Stefan Hoffmann-Kuhnt, head of compliance at Canadian engineering and construction company SNC-Lavalin, said he wishes his company had access to US-style deferred prosecution agreements (DPAs), which would allow the firm to settle corruption charges with the government without necessarily having to admit any guilt. He called the absence of this option in Canada ‘a big problem’ as DPAs can help prevent a loss of business by minimizing the reputation damage caused by prosecution of such charges. DPAs and non-prosecution agreements (NPAs) have become a staple of US enforcement efforts over the past 10 years. (For a more in-depth analysis of the impact these agreements have had on US enforcement of the FCPA, please see Corporate Secretary’s summer issue, due out in June.)
SNC-Lavalin has been in the spotlight for alleged corruption violations since late 2012. In February this year Canada’s national police charged the company regarding past business activities in Libya. Hoffmann-Kuhnt is the third compliance officer in the company’s relatively brief history of having a formal compliance program, which was established in March 2013. He is also the second compliance chief at the firm to have come from Siemens, whose corruption history is now legion.
When a point was raised about the decline in the prosecution of individuals in the US since DPAs and NPAs became more prevalent, Hoffman-Kuhnt said that because there is already enforcement of individuals occurring in Canada, he’s not concerned that the use of DPAs in Canada might lead to a similar drop-off.
The lack of success in making corruption charges stick to individuals is likely the main reason the Department of Justice (DoJ) continues to emphasize the need for companies to identify individuals and provide evidence of their misconduct in order to qualify for co-operation credit in DoJ compliance investigations. Co-operation credit almost always ensures companies will pay smaller penalties in these cases. Last Friday at NYU’s Law School, Leslie Caldwell, chief of the DoJ’s criminal division, reiterated this point while speaking about corporate compliance and enforcement and her division’s efforts to clarify ‘what we expect from those companies that choose to co-operate’ with compliance investigations, as reported by Richard Cassin on the FCPA Blog on April 20.
On the sidelines of yesterday’s forum, Hoffmann-Kuhnt told me that co-operation with enforcement officials is becoming more challenging as governments in various jurisdictions around the world strengthen their own cross-border efforts to pursue enforcement on a co-operative basis.

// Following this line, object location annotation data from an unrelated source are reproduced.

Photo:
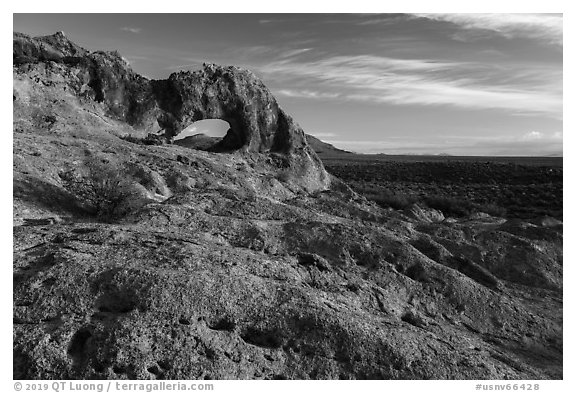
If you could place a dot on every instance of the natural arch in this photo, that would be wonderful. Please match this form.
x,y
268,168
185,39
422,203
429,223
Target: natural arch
x,y
203,134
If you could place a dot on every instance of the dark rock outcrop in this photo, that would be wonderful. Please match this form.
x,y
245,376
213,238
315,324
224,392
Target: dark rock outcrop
x,y
258,124
221,267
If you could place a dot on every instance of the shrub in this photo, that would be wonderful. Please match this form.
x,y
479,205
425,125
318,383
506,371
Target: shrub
x,y
385,198
101,189
450,206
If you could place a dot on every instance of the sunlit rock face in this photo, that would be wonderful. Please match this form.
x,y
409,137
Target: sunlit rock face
x,y
232,266
232,94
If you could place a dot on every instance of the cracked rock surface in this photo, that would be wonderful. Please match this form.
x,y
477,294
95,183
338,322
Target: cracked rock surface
x,y
239,265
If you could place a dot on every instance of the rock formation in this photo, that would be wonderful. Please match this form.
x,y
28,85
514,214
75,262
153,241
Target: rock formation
x,y
250,265
232,94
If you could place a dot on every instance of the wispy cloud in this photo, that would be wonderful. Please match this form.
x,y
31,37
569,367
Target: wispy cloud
x,y
134,30
306,94
544,27
532,144
421,82
323,134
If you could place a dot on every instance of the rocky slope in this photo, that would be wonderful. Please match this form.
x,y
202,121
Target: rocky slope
x,y
252,263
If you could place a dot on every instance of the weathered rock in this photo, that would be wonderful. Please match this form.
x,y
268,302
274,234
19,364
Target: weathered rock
x,y
234,272
258,124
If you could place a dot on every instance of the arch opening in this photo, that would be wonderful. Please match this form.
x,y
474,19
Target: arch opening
x,y
202,134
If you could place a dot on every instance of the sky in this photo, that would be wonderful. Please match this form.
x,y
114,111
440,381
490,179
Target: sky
x,y
460,84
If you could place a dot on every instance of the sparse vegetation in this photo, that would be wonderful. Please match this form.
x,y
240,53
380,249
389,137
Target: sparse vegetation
x,y
101,189
457,188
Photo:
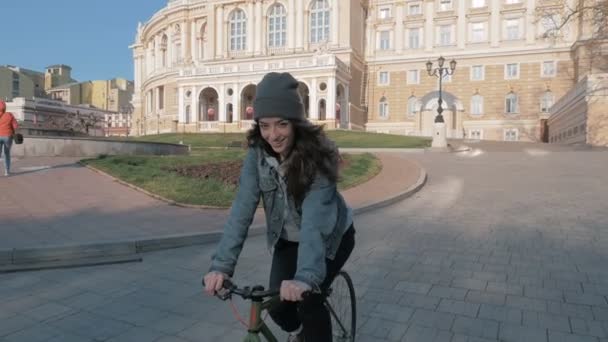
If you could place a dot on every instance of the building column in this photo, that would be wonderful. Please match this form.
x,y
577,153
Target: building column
x,y
258,27
334,25
529,27
330,109
495,23
236,103
184,40
210,44
250,28
314,105
193,106
169,49
181,116
461,25
299,13
291,25
399,28
219,46
221,103
193,47
429,30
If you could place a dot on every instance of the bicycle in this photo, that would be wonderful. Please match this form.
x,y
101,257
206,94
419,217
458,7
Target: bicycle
x,y
339,299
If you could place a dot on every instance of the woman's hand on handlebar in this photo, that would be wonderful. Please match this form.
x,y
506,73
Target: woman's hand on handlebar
x,y
213,281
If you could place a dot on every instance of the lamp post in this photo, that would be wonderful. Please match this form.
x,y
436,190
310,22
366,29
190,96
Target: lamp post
x,y
439,133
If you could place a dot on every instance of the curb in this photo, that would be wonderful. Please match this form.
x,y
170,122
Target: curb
x,y
15,260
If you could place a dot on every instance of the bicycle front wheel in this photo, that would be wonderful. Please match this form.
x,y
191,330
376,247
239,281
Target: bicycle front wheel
x,y
342,306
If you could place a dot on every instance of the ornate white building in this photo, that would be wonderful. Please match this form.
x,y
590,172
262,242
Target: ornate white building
x,y
361,64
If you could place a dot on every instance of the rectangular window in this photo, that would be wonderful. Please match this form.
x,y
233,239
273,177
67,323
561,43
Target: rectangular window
x,y
413,77
445,5
476,134
414,38
512,27
385,40
383,78
415,9
477,73
478,3
511,134
478,32
548,69
511,71
384,13
445,35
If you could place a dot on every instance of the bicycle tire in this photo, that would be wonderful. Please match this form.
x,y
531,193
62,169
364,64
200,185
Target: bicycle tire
x,y
342,305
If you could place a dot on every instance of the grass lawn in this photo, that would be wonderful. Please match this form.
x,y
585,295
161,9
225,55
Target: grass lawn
x,y
149,173
343,138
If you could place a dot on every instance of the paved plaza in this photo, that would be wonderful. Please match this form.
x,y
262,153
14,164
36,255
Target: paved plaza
x,y
503,243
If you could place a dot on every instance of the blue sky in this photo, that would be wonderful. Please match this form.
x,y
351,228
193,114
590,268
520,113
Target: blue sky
x,y
91,36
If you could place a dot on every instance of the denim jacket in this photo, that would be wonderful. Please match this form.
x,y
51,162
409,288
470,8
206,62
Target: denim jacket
x,y
322,219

Co-operation can be particularly difficult when jurisdictions involved have significantly different enforcement cultures. Hoffmann-Kuhnt said that while he was at Siemens, he helped arrange for an employee working in the Persian Gulf to be transferred to Frankfurt for questioning and eventual prosecution out of concern about potentially more draconian enforcement methods under the other country’s legal system.
Aside from the obvious benefits of co-operation in investigations, it’s important that companies ‘maintain good relationships with law enforcement officials [because] it keeps the dialogue going about what things we should be looking for’ in the course of due diligence to vet prospective business partners, as Yvette Hollingsworth, chief compliance officer at Wells Fargo, said during a separate session at the WSJ forum.